Many students read Beckett's works, but few see them performed live. Though they can be rewarding to dissect in a classroom, they're far less accessible when they unfold onstage. I get the sense that many actors give up on them mid-read, and that more don't even attempt them.
Director Patricia Boyette doesn't make Beckett any easier to stomach. Extremes are fair game in the six short plays that comprise this production. The show opens with the slow, impenetrable and near-silent "Ohio Impromptu" and closes with a repressed woman's manic screams in "Not I." Boyette increases the discomfort level by leading attendees to and from three different stages, the UW's Hemsley Theatre, Mitchell Theatre and Scene Shop.
It's no surprise that Boyette's interested in Beckett's harsher aspects. She's a longtime Beckett performer and director who's participated in University Theatre's Beckett productions since the 1990s. She and frequent collaborator Phillip Zarrilli stress physicality when performing the playwright's works. They've both worked with Billie Whitelaw, Beckett's favorite actress and the star of the action comedy Hot Fuzz, who emphasized not only the physical difficulty of performing Beckett's later works but the range of sounds the performance elicits and the effects these sounds have on the audience.

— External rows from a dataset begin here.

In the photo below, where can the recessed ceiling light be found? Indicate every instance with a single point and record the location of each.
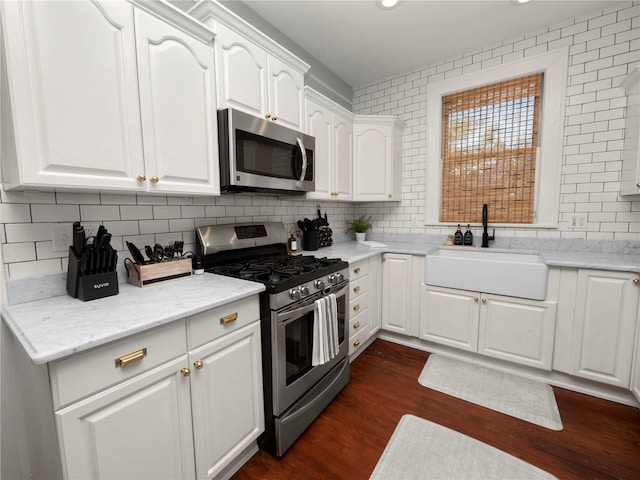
(387, 4)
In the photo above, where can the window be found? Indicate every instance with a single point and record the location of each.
(489, 144)
(470, 156)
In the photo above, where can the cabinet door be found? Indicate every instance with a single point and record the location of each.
(319, 125)
(226, 396)
(73, 90)
(343, 157)
(373, 149)
(241, 72)
(286, 87)
(517, 330)
(605, 321)
(450, 317)
(179, 123)
(138, 429)
(396, 293)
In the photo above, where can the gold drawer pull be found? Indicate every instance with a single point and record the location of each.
(130, 358)
(232, 317)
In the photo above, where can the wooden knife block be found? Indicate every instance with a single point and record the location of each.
(154, 273)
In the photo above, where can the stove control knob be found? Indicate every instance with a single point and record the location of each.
(294, 293)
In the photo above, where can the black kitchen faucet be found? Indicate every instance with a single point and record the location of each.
(485, 235)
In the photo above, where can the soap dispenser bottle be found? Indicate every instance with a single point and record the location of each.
(468, 237)
(457, 237)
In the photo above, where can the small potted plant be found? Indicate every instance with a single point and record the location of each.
(359, 226)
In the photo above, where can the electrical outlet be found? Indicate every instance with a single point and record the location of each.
(579, 221)
(62, 236)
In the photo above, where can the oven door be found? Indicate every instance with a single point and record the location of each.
(292, 339)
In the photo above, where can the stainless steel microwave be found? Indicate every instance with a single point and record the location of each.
(258, 155)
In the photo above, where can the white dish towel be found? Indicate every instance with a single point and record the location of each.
(325, 330)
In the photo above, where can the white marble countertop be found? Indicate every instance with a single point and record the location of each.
(354, 252)
(59, 326)
(56, 327)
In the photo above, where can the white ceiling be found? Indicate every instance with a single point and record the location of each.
(361, 43)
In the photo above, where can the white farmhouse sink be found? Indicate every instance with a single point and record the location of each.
(514, 274)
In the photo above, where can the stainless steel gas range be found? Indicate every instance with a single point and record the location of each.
(295, 390)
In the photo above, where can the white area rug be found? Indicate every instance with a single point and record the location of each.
(503, 392)
(422, 450)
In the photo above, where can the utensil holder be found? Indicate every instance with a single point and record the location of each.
(89, 287)
(310, 240)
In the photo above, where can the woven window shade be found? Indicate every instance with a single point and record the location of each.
(490, 137)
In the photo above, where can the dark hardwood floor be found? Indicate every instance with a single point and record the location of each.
(600, 439)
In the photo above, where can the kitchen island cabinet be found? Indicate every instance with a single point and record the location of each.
(332, 127)
(182, 400)
(90, 87)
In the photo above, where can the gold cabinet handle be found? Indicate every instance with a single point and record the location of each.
(130, 358)
(232, 317)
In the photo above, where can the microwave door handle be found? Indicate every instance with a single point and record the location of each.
(304, 163)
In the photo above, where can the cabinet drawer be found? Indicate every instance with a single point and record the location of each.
(359, 269)
(357, 341)
(358, 304)
(358, 322)
(88, 372)
(215, 323)
(359, 286)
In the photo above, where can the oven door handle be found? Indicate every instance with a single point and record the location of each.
(298, 312)
(304, 163)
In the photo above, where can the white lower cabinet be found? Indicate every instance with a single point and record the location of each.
(180, 401)
(139, 429)
(508, 328)
(401, 276)
(604, 326)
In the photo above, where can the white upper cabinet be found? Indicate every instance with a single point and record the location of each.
(73, 95)
(377, 158)
(255, 74)
(78, 74)
(178, 105)
(332, 127)
(630, 179)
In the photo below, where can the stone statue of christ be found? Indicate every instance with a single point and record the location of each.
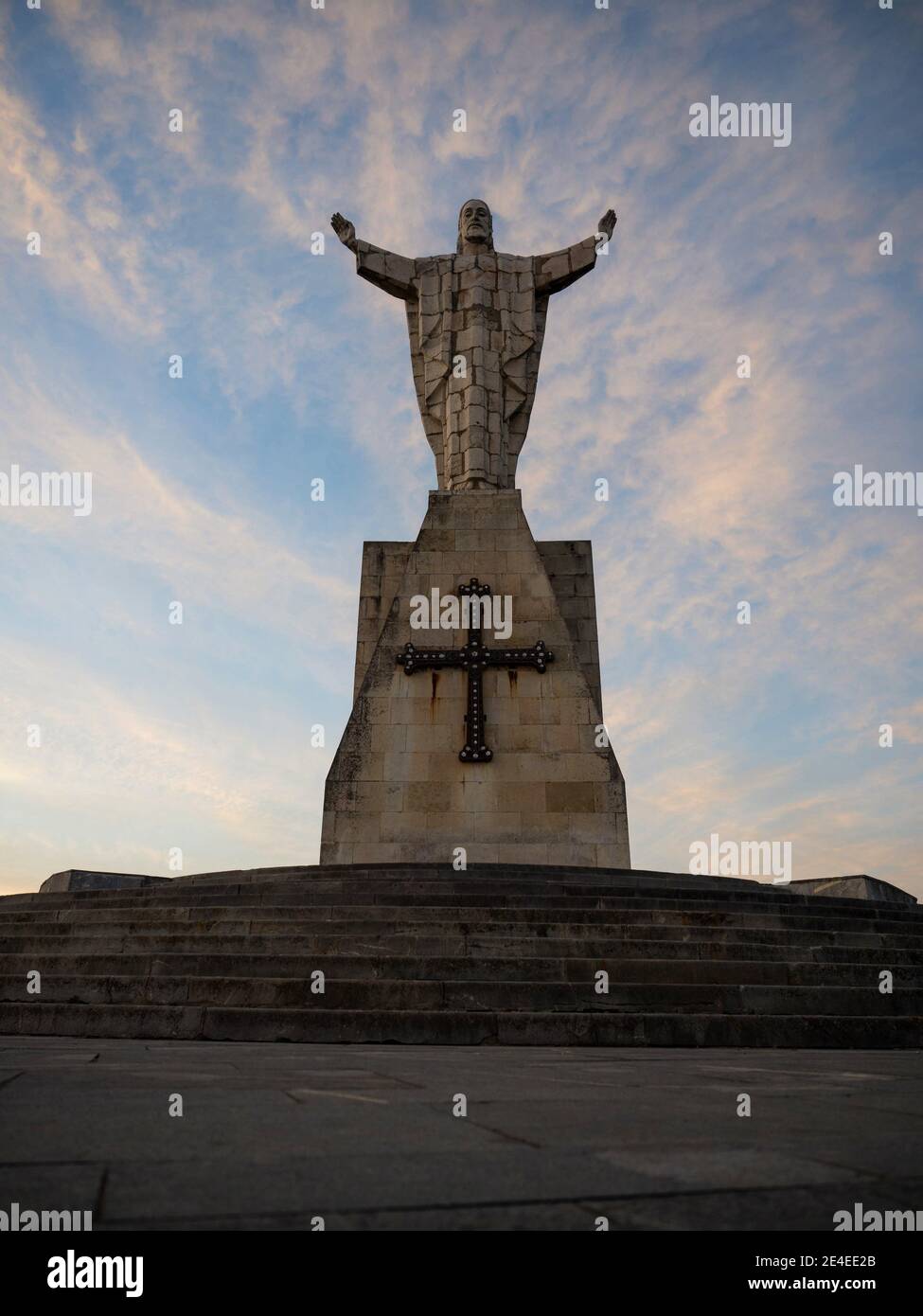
(477, 323)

The amount of stamina needed to perform many of these plays is daunting. It's supposed to be. The MFA candidates performing "Play" and "Not I" could double as auctioneers. "Play" repeats itself, literally. Three figures are entombed in huge jars. Each shares details about a love triangle gone wrong. When a light shines on a jar, the actor inside delivers lines in a rapid-fire way, forcing the audience to listen closely. Even polished versions of "Play," like the BBC's Beckett on Film version starring Alan Rickman and Kristin Scott Thomas, are challenging to watch. Live, this piece is downright overwhelming.
The quieter pieces don't have as much of an immediate impact. Originally written for television, "Eh Joe" feels distant on stage. "Catastrophe," one of Beckett's few political plays, traditionally caricatures a cigar-smoking director clad in a fur coat. The director badgers his assistant about how to properly display a man. University Theatre's version features a white snob with a sharp suit and a fashionable cigarette case. He orders around the production's only two black actors. This staging lends an overarching narrative to what's often considered an inscrutable play. In contrast, "Come and Go" is relatable, quick and quiet. In this piece, three women affirm their loving friendship when together, then gossip about each another the instant one of them leaves.
Whether startlingly loud or unsettlingly quiet, Beckett plays involve a test of will. But this test is a worthwhile one. Though opportunities to examine Beckett's words abound, it's rare to get the opportunity to feel them, screams and all, however unintelligible or uncomfortable.